Conference Coverage

Unsure on the best T2D drug choice? Let patients decide


AT EASD 2022

– When a clinician is unsure which of several equally viable drug options is best for a specific patient with type 2 diabetes, a rational approach is to run a serial trial with each one and then let each patient decide which agent works best for them.

That concept underwent successful testing in a recent trial with 457 patients with type 2 diabetes and already on treatment with metformin or metformin plus a sulfonylurea but needed further glycemic control. After cycling through 4-month trials (when tolerated) of canagliflozin (Invokana), pioglitazone (Actos), and sitagliptin (Januvia), 24% identified pioglitazone as the one that made them feel best, 33% favored sitagliptin, 37% said canagliflozin was tops, and 6% had no preference, Beverley Shields, PhD, reported at the annual meeting of the European Association for the Study of Diabetes.

Dr. Beverley Shields, a medical statistician at Exeter (England) University Mitchel L. Zoler/MDedge News

Dr. Beverley Shields

After making these selections based on just their qualitative self-appraisals, researchers told patients about their hemoglobin A1c status on each of the three agents. It barely budged their choices, which became 25% calling pioglitazone best, 35% naming sitagliptin their preference, 38% opting for canagliflozin, with 2% having no preference.

Further analysis showed that the drug patients preferred was also the one that produced their lowest A1c level when compared with their 8 months on each of the two other agents tested, showing a link between lower A1c levels and improved well-being. The same relationship existed for the drug that caused the fewest adverse events for each patient.

Patients prefer feeling better

“Patients tended to prefer the drug that they ‘felt better’ on, with the lowest A1c level and the lowest number of side effects,” explained Dr. Shields, a medical statistician at the University of Exeter (England). Changes in weight appeared less important to patients for establishing a preference.

Dr. Andrew Hattersley, professor of molecular medicine at the University of Exeter, England Mitchel L. Zoler/MDedge News

Dr. Andrew Hattersley

“This is for when there is equipoise” among drug options, Andrew Hattersley, BMBCh, DM, the study’s principal investigator, said in an interview. “When you are unsure what to prescribe and there is no clear indication for one drug over another, try 4 months of one and 4 months of the other, then let the patient decide.

“Patients had overwhelming positivity about being able to choose their drug,” added Dr. Hattersley, who is also professor of molecular medicine at the University of Exeter.

“This has implications across medicine,” he added. “Whenever you’re not sure how to balance adverse effects and positive effects the best person to decide is the one who experiences the effects.”

“I’m a bit worried by this approach, but it is something new” and worth considering, commented Drazenka P. Barlovic, MD, an endocrinologist at the University Medical Center in Ljubljana, Slovenia, who chaired the session where Dr. Shields gave her report. “We should also have the courage to challenge metformin, as there is no longer an obligation to make it the first drug,” she said in an interview.

The study ran as a secondary analysis of the TriMaster study, which had the primary objective of identifying patient characteristics that could predict which of the three drug options tested worked best for certain patient subgroups. That analysis, presented at the 2021 EASD annual meeting, found that factors such as body mass index and kidney function significantly linked with the clinical responses patients had to each of the three tested agents.

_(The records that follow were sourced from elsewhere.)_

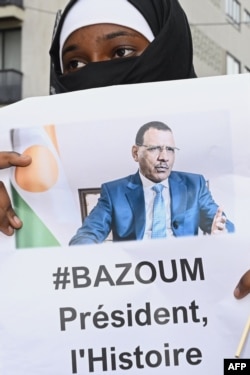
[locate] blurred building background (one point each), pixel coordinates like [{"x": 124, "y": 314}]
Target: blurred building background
[{"x": 220, "y": 30}]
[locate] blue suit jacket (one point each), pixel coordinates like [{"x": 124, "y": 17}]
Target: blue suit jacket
[{"x": 121, "y": 208}]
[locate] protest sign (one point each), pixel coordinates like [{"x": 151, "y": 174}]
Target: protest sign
[
  {"x": 209, "y": 118},
  {"x": 78, "y": 141},
  {"x": 144, "y": 306}
]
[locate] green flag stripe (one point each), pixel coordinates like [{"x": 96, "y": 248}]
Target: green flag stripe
[{"x": 34, "y": 232}]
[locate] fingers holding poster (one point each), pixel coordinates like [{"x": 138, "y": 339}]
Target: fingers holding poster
[{"x": 41, "y": 192}]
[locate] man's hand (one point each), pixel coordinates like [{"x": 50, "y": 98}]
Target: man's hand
[
  {"x": 8, "y": 218},
  {"x": 219, "y": 222},
  {"x": 243, "y": 287},
  {"x": 10, "y": 159}
]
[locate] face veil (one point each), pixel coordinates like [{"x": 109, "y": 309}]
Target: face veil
[{"x": 168, "y": 57}]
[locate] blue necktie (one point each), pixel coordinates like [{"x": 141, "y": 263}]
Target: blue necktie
[{"x": 159, "y": 214}]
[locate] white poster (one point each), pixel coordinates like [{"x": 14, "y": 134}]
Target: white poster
[{"x": 63, "y": 311}]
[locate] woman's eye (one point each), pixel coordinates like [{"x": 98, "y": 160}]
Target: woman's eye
[
  {"x": 123, "y": 52},
  {"x": 75, "y": 64}
]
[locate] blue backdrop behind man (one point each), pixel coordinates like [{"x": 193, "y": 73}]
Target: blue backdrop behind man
[{"x": 156, "y": 202}]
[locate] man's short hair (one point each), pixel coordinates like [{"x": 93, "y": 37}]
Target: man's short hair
[{"x": 152, "y": 124}]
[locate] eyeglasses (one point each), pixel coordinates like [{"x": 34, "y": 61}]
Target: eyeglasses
[{"x": 158, "y": 149}]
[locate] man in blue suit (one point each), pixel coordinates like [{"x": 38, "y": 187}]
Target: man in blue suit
[{"x": 126, "y": 206}]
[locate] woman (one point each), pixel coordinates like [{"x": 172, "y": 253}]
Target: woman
[
  {"x": 112, "y": 42},
  {"x": 168, "y": 54}
]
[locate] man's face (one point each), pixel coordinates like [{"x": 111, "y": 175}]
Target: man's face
[{"x": 157, "y": 154}]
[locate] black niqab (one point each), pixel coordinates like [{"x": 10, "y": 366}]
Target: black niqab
[{"x": 168, "y": 57}]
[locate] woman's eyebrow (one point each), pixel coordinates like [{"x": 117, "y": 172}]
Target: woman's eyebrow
[
  {"x": 70, "y": 48},
  {"x": 116, "y": 34}
]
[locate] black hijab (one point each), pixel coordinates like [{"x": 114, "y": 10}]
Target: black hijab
[{"x": 168, "y": 57}]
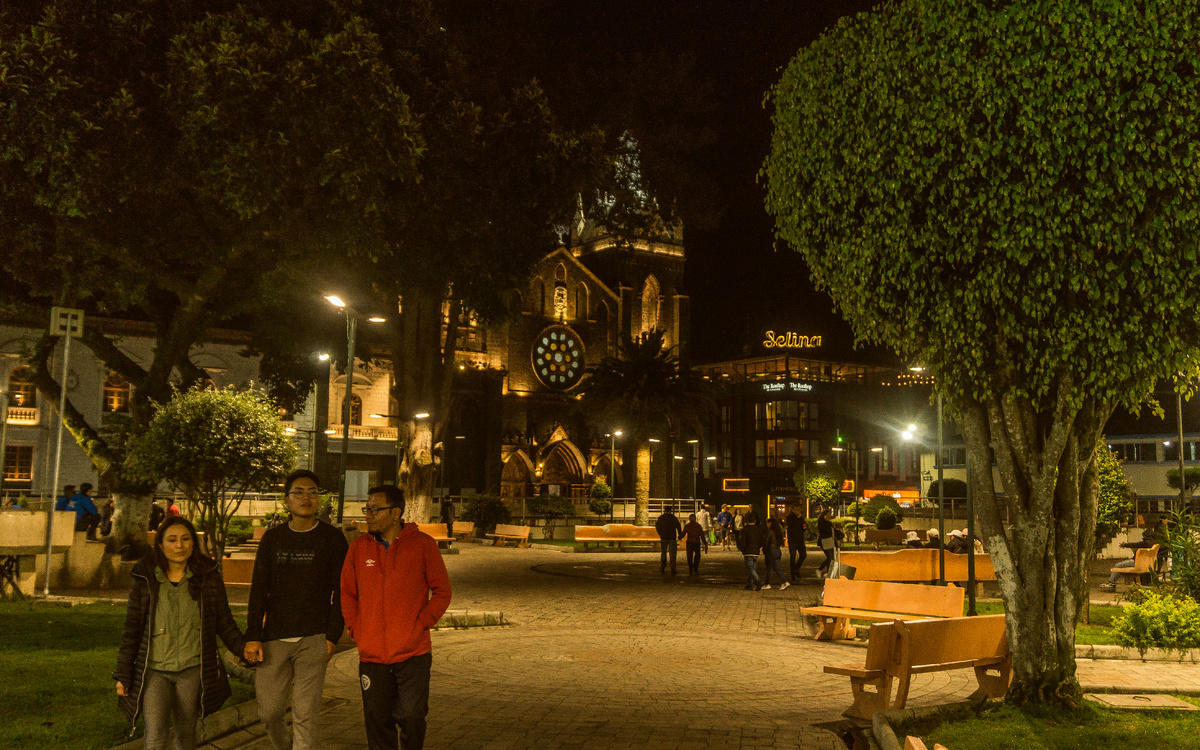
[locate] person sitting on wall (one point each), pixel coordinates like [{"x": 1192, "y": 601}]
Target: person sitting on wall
[{"x": 87, "y": 516}]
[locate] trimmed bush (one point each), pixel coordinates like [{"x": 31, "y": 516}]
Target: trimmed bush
[
  {"x": 1159, "y": 621},
  {"x": 485, "y": 511},
  {"x": 877, "y": 503},
  {"x": 886, "y": 519}
]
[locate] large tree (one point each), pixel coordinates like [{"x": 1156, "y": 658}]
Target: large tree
[
  {"x": 163, "y": 161},
  {"x": 649, "y": 395},
  {"x": 1005, "y": 191}
]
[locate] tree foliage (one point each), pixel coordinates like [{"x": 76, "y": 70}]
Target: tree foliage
[
  {"x": 1115, "y": 502},
  {"x": 1006, "y": 192},
  {"x": 214, "y": 447}
]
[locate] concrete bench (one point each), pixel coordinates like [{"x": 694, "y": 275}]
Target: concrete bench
[
  {"x": 504, "y": 532},
  {"x": 847, "y": 599},
  {"x": 915, "y": 565},
  {"x": 1145, "y": 561},
  {"x": 894, "y": 538},
  {"x": 900, "y": 649},
  {"x": 619, "y": 534}
]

The new analysis focused on 457 of the TriMaster participants who had provided preference information after they had tried all three agents. By design, none of the participants enrolled in the study had a contraindication for any of the tested drugs.

Patients quickly identify adverse effects

“We picked 4 months because it not too long, but long enough to see adverse effects, and to measure on-treatment A1c. Patients quickly identify their adverse events,” Dr. Shields said in an interview.

“This could come into practice now; there is no cost involved. Do it when you’re not certain which drug to prescribe,” Dr. Hattersley suggested. “We can’t know which drug a patient might prefer.” He also stressed telling patients to return quicker than 4 months if they can’t tolerate a new drug.

The findings have already changed Dr. Hattersley’s practice, and he believes it will catch on as he introduces it to local primary care physicians.

The study received no commercial funding. Dr. Shields, Dr. Hattersley, and Dr. Barlovic had no disclosures.